A 2018 literature review of polydactyly genetics suggests that inherited mutations in these genes and their signaling pathways affect the embryo’s growing limbs during weeks 4 through 8.
Nonfamilial cases of isolated polydactyly
There’s some evidence that environmental factors play a role in isolated polydactyly cases that aren’t familial. A 2013 study of 459 children in Poland with isolated preaxial polydactyly that wasn’t familial found that it occurred more frequently in:
- children of women with diabetes
- children with lower birth weights
- children of lower birth order (e.g., first- or second-born)
- children whose fathers had lower educational levels
- children whose mothers had upper respiratory tract infections in the first three months of pregnancy
- children whose mothers had a history of epilepsy
- children who were exposed in embryo to thalidomide
As genetic technologies have advanced, researchers have identified more of the genes and mechanisms involved in polydactyly and its associated syndromes.
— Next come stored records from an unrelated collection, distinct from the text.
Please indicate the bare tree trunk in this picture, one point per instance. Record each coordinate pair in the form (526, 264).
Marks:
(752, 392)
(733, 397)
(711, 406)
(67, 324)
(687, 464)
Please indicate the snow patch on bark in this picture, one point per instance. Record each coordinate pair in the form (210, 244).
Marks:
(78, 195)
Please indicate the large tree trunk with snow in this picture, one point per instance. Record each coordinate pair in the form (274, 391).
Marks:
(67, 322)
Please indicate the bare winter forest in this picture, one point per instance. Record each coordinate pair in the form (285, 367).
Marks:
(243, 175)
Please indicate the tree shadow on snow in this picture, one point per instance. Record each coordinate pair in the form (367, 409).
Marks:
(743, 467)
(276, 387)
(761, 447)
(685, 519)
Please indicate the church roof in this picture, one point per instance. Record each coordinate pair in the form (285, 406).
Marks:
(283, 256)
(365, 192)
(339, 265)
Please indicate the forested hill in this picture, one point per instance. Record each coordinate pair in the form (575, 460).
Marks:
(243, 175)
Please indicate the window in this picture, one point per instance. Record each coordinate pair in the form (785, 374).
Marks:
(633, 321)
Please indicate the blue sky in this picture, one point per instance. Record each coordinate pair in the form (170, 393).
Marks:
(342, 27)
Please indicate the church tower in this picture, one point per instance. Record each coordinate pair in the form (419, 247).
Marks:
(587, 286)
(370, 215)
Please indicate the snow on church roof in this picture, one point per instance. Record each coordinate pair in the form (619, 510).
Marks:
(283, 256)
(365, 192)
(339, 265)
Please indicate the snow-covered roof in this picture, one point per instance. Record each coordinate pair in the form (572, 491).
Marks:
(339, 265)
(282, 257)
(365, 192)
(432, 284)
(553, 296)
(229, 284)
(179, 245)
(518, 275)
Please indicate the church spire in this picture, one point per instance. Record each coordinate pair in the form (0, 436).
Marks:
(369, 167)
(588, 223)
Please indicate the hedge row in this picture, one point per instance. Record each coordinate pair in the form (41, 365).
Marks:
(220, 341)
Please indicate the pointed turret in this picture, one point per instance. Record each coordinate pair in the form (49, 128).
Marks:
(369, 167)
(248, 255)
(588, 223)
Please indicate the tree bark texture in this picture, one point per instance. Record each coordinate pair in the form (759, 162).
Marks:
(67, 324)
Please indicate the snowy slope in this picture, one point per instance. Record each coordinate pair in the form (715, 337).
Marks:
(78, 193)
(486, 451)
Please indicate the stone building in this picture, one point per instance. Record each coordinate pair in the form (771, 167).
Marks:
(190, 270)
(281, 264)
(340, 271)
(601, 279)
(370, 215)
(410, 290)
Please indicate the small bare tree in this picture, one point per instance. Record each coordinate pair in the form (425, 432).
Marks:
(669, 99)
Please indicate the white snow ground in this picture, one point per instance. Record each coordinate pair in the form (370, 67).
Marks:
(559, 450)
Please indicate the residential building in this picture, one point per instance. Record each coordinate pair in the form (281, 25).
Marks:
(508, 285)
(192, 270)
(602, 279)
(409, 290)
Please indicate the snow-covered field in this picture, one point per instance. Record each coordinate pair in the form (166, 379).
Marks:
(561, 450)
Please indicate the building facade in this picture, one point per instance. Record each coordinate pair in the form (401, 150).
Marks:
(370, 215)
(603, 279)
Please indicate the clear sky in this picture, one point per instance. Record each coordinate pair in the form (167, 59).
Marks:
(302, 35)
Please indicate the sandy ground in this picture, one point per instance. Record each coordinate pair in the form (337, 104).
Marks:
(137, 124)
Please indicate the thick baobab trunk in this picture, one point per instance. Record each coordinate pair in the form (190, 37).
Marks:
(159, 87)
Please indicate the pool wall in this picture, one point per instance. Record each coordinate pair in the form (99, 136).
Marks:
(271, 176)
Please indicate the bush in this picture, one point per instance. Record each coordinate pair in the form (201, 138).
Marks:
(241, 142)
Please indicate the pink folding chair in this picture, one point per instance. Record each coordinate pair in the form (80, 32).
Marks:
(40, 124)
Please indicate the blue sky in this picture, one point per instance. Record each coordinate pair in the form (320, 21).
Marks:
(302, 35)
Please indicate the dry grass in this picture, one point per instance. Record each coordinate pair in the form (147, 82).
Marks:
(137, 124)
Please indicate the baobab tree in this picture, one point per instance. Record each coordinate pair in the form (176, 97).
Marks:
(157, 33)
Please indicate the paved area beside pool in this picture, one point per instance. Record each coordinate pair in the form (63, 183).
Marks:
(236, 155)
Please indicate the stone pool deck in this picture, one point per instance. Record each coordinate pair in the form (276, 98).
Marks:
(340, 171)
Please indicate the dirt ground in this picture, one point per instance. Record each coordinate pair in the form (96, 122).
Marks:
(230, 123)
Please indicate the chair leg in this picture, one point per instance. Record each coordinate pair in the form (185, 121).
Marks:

The syndromes are thought to be caused by genetic mutations that affect the signaling pathways during an embryo’s development. Limb malformations are often associated with problems in other organs.
As they learn more about these genes, researchers hope to shed light on the mechanisms involved in limb development.
Treatment for polydactyly depends on how and where the extra digit is connected to the hand or foot. In most cases, the extra digit is removed in the child’s first two years. This gives the child typical use of their hand and allows their feet to fit into shoes.
Sometimes adults will have the surgery to improve the appearance or function of their hand or foot.
Surgery is usually outpatient, with local or topical anesthesia. Different surgical techniques are a subject of ongoing research.
Removal of an extra little finger or toe is usually a simple procedure.
In the past, nubbins were usually just tied off, but this often left a bump. Now surgery is preferred.
The child will receive stitches to close the wound. The stitches dissolve within two to four weeks.
Thumb or big toe
Removal of an extra thumb may be complex. The remaining thumb must have an optimal angle and shape to be functional. This may require some remodeling of the thumb, involving the soft tissues, tendons, joints, and ligaments.
Central fingers or toes
This surgery is usually more complex and requires remodeling of the hand to ensure it’s fully functional. It may require more than one surgery, and the child may need to wear a cast for a few weeks after surgery.
Sometimes a pin will be inserted to hold the bones together while they heal.
The doctor may prescribe physical therapy to reduce scarring and help improve function.
Ultrasound sonographs can show polydactyly in the embryo in the first three months of development. The polydactyly may be isolated, or it may be associated with another genetic syndrome.
The doctor will ask whether there is a family history of polydactyly. They may also do genetic testing to check for anomalies in the chromosomes that could indicate other conditions.
If other genetic conditions are involved, the doctor and possibly a medical geneticist will discuss the outlook for the child.
Once the child is born, polydactyly can be diagnosed on sight. If the doctor suspects that the child has other genetic conditions, they will do more testing on the child’s chromosomes.
The doctor may also order an X-ray of the digit or digits involved to see how they are attached to the other digits and whether they have bones.
Polydactyly is a fairly common condition. It’s depicted in ancient art going back almost 10,000 years and has been passed down through generations.
If polydactyly is not associated with other genetic syndromes, the extra digit can usually be removed with routine surgery. Most cases are in this category. The child’s doctor may continue to monitor the functioning of the hand or foot involved.
Surgery is also possible for adults to improve the appearance or functionality of the hand or foot.
Syndromic polydactyly can cause impairment in other parts of the body. It may also involve impaired development and cognitive disability, so the outlook will depend on the underlying syndrome.